BBC:- Tareas sexistas: «Como mujer, estoy acostumbrada a hacer tareas ingratas».

«A veces me siento como una madre, a veces me siento como si fuera una esposa inútil», explica María, de Argentina, al describir su rol en su trabajo.

Esta sudamericana de 30 años, que insistió en usar un seudónimo, comenzó a trabajar cuando era una adolescente.

A la edad de 19 años, consiguió un trabajo como secretaria de un político. La descripción del trabajo decía: «El rol implica encargarse de la administración de la oficina, gestionar citas y responder a llamadas telefónicas».

Sin embargo, dice que en realidad su rutina diaria, incluso hoy en día, a pesar de que la han promovido, a veces implica preparar café, calentar comidas y servírselas a su jefe.

A veces también tiene que limpiar tazas y platos usados.

«Para el cumpleaños de su esposa, incluso me pidió que le comprara flores porque estaba demasiado ocupado», asegura.

Pero María no es la única a quien le pasa esto.

Las mujeres en EE.UU., por ejemplo, tienen el doble de probabilidades que los hombres de que se les pida realizar tareas domésticas en el lugar de trabajo, según Lise Vesterlund, autora y profesora de economía en la Universidad de Pittsburgh.

Y, según un informe del Banco Mundial, aunque las mujeres constituían alrededor del 39% de la fuerza laboral mundial en 2021, un número muy pequeño termina en puestos de liderazgo.

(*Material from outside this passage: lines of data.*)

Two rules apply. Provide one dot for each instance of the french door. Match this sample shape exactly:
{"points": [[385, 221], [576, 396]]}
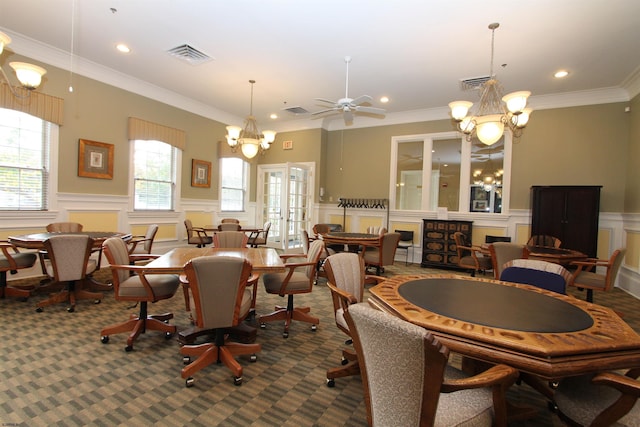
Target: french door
{"points": [[285, 193]]}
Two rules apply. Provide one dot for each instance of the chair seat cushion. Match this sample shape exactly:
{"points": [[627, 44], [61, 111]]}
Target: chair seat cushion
{"points": [[582, 401], [23, 260], [162, 284], [298, 282]]}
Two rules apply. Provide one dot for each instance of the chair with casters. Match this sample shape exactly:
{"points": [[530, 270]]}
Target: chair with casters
{"points": [[541, 274], [405, 243], [503, 252], [594, 281], [346, 279], [196, 235], [12, 260], [407, 380], [68, 263], [221, 301], [544, 240], [290, 283], [229, 226], [145, 285], [603, 399], [140, 246], [383, 254], [259, 238]]}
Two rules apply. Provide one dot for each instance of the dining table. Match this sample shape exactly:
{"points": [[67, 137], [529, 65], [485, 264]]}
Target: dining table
{"points": [[539, 332], [262, 259]]}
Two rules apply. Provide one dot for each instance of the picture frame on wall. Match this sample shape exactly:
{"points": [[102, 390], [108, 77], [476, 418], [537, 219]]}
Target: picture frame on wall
{"points": [[200, 173], [95, 159]]}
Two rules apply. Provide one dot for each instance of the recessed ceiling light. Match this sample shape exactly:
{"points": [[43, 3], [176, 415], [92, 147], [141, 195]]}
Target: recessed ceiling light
{"points": [[123, 48]]}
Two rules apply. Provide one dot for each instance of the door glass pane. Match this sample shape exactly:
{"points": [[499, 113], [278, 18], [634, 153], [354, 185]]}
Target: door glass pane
{"points": [[445, 174], [487, 163], [409, 178]]}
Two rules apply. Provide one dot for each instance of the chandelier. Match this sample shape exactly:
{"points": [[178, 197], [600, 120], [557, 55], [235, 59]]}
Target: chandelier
{"points": [[494, 111], [249, 138], [30, 76]]}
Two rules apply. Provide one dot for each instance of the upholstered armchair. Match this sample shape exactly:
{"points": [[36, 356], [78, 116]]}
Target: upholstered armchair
{"points": [[291, 283], [407, 381], [12, 260], [143, 286], [470, 257], [221, 301], [346, 279], [383, 254]]}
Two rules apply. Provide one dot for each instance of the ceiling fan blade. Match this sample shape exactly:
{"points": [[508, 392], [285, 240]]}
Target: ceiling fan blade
{"points": [[361, 100], [371, 110]]}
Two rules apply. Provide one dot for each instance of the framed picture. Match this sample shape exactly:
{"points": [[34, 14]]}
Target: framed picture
{"points": [[95, 159], [200, 173], [480, 205]]}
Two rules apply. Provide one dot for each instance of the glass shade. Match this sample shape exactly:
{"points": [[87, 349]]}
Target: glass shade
{"points": [[30, 75], [516, 101], [459, 109], [489, 128], [250, 147]]}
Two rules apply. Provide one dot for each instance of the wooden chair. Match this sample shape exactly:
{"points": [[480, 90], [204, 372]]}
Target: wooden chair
{"points": [[407, 381], [221, 301], [383, 254], [12, 260], [593, 281], [142, 287], [470, 257], [503, 252], [346, 279], [68, 263], [260, 238], [544, 240], [603, 399], [197, 236], [291, 283]]}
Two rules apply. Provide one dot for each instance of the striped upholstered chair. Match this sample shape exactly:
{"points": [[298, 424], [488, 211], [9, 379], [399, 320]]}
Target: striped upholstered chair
{"points": [[406, 377]]}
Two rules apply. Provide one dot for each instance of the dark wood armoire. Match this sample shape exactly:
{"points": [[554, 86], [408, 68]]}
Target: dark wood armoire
{"points": [[568, 212]]}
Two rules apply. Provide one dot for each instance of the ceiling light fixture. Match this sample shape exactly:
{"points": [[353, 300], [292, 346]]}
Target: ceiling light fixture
{"points": [[250, 139], [29, 75], [494, 110]]}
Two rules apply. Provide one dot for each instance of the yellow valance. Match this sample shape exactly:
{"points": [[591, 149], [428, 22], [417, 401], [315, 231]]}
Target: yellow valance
{"points": [[43, 106], [143, 130]]}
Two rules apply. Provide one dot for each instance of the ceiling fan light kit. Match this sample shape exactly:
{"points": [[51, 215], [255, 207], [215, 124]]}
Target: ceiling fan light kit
{"points": [[494, 111], [249, 138]]}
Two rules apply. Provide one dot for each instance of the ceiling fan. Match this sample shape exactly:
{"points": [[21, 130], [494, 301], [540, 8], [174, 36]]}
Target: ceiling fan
{"points": [[348, 106]]}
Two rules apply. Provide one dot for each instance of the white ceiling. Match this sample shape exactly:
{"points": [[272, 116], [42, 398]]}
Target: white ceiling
{"points": [[413, 51]]}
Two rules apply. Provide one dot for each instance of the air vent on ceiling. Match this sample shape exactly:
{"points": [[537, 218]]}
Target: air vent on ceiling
{"points": [[190, 54], [473, 83], [296, 110]]}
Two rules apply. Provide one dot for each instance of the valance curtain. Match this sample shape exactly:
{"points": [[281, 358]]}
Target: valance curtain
{"points": [[43, 106], [143, 130]]}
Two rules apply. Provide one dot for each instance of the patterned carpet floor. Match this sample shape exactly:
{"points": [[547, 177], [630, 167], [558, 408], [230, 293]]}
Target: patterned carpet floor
{"points": [[54, 369]]}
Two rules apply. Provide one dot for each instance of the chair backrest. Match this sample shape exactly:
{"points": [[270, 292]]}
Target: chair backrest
{"points": [[69, 254], [542, 274], [345, 270], [229, 226], [218, 284], [503, 252], [544, 240], [230, 239], [64, 227], [400, 363]]}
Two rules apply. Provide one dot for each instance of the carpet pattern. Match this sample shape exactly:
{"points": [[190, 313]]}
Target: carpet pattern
{"points": [[55, 371]]}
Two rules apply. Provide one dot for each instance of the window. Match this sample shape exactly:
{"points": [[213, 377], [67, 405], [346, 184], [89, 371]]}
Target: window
{"points": [[154, 175], [24, 161], [233, 183]]}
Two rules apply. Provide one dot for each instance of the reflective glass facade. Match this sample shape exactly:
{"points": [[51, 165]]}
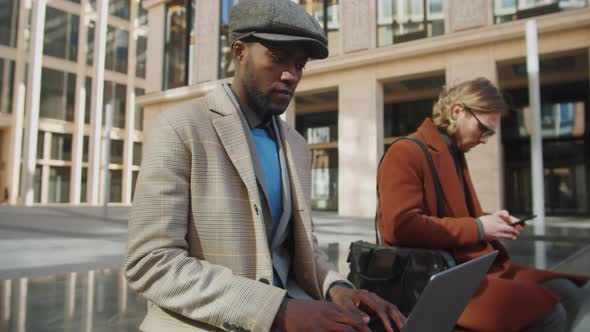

La revista Forbes dice que en 2021 solo alrededor del 8% de las 500 empresas más grandes del mundo estaban dirigidas por mujeres.

En este artículo hablamos con mujeres de todo el mundo sobre su experiencia y te ofrecemos consejos sobre cómo decir no a tareas no promocionables, a menudo sexistas, denominadas «tareas domésticas de oficina».

«Cuando empecé mi primer trabajo como periodista, estaba muy entusiasmada. Pensé que iba a cambiar el mundo, pero comencé limpiando y quitándole el polvo a las mesas«.

Rafat es una locutora que trabaja para la Voz de Nigeria, la estación de radiodifusión del gobierno, en Abuja, la capital del país.

Antes de conseguir el trabajo gubernamental, tuvo que trabajar en diferentes empresas privadas donde dice que se esperaba que hiciera tareas que iban más allá del ámbito del trabajo profesional.

Rafat era la más joven de las dos mujeres reporteras en la oficina y se le encomendó la tarea de mantener la oficina limpia y ordenada.

«Limpiaba mi casa antes de ir a trabajar y luego, ¿qué fue lo primero que me pidieron que hiciera? Me pidieron limpiar la oficina».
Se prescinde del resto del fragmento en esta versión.